To be fair: it is not just Pakistanis. In fact, I have no idea if Pakistanis are particularly rapey compared to other similar groups, like Moroccans or Afghans. Those who can see has a 2013 narrative review here with examples from various European countries. The famous Germany Cologne new year’s evening rapes were mainly by Moroccans and Algerians:

Over 1,200 women were reportedly sexually assaulted during the 2015–16 public New Year’s Eve’s celebrations in Germany. Multiple women reported being raped. In many of the incidents, women in public places had been surrounded and assaulted by groups of men.[11][12][13][14] The Bundeskriminalamt (German Federal Criminal Police) confirmed in July 2016 that 1,200 women had been sexually assaulted on that New Year’s night.[1]

By 4 January 2016, the German national media reported that in Cologne, the sexual assaulters had mostly been described as “North African“, “Arab“, “dark-skinned” and “foreign”. On 5 January 2016, the German government and the Cologne police speculated that the attacks might have been organized.[15][16][17] However, by 21 January, the North Rhine-Westphalian government declared that there were no indications of premeditated organized attacks,[18] and on 11 February, the new Cologne police chief stated the same. Instead, the Cologne police chief suggested that the perpetrators had come from countries where such sexual assaults by groups of men are common.[19] That suggestion was confirmed in a Federal Criminal Police report in June 2016, which also identified five more factors contributing to the occurrence of the attacks: group pressure, absence of police intervention, frustrations of migrants, disinhibition caused by alcohol and/or drug use, and disinhibition due to lack of social ties with German society.[20]

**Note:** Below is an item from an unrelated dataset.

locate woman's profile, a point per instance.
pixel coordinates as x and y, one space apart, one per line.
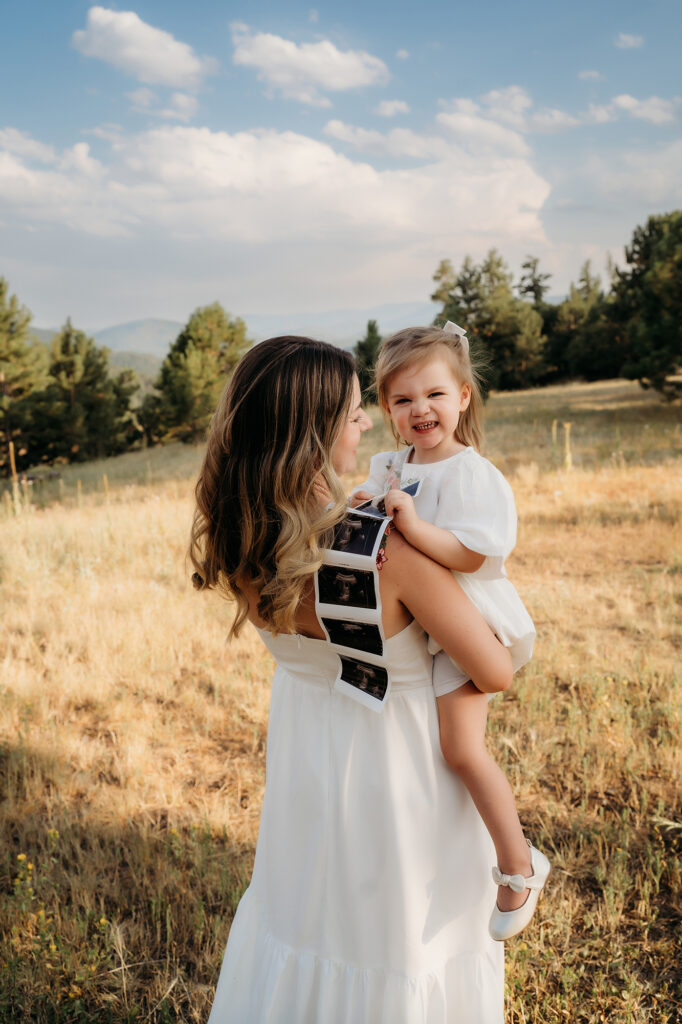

By April 2016, statistics recorded by authorities indicated that out of the identified 153 suspects in Cologne who were convicted of sexual offenses and other crimes during New Year’s Eve 2015–16, two-thirds were originally from Morocco or Algeria, 44% were asylum seekers, another 12% were likely to have been in Germany illegally, and 3% were underaged unaccompanied refugees.[21][22] By July 2016, the police stated that half of the 120 identified suspects of sexual offences on New Year’s Eve had arrived in Germany during the year 2015,[1][10] most of those 120 had come from North Africa,[1] and four suspects nationwide had been convicted.[23] By November 2016, around 200 suspects of the sexual assaults[1] had been identified nationwide.

Still, essentially all the groomer gangs reported on in the media have been of Pakistani origin. As such, if you prefer your teenager daughters don’t end up in their phone books, it would be wise to move away from them as far as possible. What else can you do when the authorities refuse to act and the media is more interested in portraying you as a demon than a concerned parent?